A Cost-effective Intervention

Combining these elements of program costs and benefits to gain a relative sense of the “return” for the money invested is a central part of our model here at Evidence Action. For an average of less than $0.50 per child per deworming treatment, governments – along with Deworm the World – are having real impact on at-risk populations. As seen from previous, rigorously conducted studies, providing deworming treatment has significant benefits on child health, education, and income. At Evidence Action, we view deworming as a critical global development intervention because its multiplicative benefits crucial for well-being are incredibly low cost. This combination brings significant value for money to our constituents, whether governments, donors, or other partners, and, most importantly, results in measurable improvements in the lives of children reached by our programs.

[1] Grossman, M. (1972).
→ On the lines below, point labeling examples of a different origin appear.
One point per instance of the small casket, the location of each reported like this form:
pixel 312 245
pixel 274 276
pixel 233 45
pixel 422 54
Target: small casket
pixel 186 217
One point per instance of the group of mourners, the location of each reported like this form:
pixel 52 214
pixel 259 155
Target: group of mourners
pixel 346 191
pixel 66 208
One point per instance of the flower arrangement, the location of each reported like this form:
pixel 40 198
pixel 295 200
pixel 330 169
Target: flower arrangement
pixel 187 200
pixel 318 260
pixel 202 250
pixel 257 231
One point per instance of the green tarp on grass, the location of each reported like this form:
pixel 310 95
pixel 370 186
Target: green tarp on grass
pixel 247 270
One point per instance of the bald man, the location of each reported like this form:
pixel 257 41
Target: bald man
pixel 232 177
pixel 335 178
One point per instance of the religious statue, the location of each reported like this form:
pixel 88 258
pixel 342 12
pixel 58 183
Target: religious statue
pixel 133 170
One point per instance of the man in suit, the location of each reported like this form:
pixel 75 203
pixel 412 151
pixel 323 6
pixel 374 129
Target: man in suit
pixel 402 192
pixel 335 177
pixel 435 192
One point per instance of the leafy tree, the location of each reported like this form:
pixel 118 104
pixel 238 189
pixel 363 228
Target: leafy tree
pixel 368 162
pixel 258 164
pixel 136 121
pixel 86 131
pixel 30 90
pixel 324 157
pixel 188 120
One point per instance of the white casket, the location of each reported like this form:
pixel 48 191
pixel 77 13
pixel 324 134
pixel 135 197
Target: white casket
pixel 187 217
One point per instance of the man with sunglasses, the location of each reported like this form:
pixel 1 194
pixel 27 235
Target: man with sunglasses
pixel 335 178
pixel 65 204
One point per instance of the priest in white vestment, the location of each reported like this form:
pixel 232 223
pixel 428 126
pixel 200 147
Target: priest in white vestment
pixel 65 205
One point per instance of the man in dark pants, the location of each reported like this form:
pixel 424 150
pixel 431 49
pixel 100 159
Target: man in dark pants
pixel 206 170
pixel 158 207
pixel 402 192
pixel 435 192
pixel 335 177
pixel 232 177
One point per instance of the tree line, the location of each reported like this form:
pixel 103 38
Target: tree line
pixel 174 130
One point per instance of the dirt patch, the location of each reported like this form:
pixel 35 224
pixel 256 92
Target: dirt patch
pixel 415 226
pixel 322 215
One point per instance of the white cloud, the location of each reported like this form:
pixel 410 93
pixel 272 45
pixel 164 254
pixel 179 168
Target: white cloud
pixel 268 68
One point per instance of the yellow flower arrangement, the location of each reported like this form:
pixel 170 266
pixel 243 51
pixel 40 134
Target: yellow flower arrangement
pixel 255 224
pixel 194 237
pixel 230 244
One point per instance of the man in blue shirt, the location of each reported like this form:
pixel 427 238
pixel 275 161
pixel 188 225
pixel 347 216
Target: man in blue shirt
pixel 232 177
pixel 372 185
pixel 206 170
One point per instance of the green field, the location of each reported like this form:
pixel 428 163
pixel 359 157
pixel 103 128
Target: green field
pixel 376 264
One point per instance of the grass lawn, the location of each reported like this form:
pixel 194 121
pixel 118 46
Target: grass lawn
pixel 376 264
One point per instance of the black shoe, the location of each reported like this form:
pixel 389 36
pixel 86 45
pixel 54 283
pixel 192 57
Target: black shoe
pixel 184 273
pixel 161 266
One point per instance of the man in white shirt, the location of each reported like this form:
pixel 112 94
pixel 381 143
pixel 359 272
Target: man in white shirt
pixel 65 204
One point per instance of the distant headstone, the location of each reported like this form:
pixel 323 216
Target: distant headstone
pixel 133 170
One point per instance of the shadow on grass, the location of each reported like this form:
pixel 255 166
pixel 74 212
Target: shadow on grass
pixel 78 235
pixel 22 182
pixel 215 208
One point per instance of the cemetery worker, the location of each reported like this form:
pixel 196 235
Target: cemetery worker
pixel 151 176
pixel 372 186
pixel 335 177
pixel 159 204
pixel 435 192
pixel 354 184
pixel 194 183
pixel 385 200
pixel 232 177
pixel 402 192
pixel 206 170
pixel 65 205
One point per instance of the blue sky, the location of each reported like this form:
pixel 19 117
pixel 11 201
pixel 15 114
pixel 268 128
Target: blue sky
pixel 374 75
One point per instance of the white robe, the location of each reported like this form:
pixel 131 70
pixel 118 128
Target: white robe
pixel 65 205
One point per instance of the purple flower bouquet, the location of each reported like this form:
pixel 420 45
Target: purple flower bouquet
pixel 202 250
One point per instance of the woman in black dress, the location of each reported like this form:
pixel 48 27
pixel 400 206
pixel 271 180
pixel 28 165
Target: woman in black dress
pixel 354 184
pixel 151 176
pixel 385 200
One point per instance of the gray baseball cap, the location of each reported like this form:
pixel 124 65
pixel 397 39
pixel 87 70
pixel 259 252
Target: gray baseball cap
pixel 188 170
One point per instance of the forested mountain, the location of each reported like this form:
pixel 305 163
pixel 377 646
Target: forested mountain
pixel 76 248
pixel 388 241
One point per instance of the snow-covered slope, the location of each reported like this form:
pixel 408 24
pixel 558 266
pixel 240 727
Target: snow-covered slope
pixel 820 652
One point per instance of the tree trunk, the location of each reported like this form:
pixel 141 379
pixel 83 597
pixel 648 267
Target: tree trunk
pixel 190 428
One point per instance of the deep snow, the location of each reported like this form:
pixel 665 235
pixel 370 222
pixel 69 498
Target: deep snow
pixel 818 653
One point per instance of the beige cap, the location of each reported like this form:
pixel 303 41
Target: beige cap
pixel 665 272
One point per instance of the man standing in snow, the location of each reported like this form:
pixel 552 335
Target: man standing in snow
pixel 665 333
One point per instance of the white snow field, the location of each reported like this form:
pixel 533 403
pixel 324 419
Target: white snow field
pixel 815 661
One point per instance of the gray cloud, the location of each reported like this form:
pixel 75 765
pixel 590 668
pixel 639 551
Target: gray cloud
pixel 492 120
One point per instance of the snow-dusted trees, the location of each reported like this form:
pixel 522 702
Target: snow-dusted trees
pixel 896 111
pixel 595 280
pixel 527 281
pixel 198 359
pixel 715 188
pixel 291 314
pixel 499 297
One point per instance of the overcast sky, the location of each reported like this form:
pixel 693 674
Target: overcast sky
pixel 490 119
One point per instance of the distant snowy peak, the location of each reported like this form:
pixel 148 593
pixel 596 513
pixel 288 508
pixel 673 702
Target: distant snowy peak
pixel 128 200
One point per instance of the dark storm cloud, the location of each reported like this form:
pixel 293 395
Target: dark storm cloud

On the Concept of Health Capital and the Demand for Health. Journal of Political Economy, 80:223-255.

[2] Guyatt (2000). Do intestinal nematodes affect productivity in adulthood? Trends in Parasitology: 16(4), 153-158.

[3] Miguel, E. & Kremer, M. (2004). Worms: Identifying impacts on education and health in the presence of treatment externalities. Econometrica, 72:159-217.

[4] Montenegro, C. & Patrinos, H. (2014). Comparable Estimates of Returns to Schooling Around the World. The World Bank and Department of Economics, University of Chile.

[5] Patrinos, H.A. (2016). Estimating the return to schooling using the Mincer equation. World of Labor: 278.

[6] Psacharopoulos, G. & Patrinos, H.A. (2002). Returns to Investment in Education: A Further Update. The World Bank.

[7] Ozier, O. (2018). Exploiting Externalities to Estimate the Long-Term Effects of Early Childhood Deworming. American Economic Journal: Applied Economics. 10(3):235-262.

[8] Baird, S., Hicks, J.H., Kremer, M. & Miguel, E.(2016). Worms at Work: Long-run Impacts of a Child Health Investment. The Quarterly Journal of Economics, 131(4):1637-1680.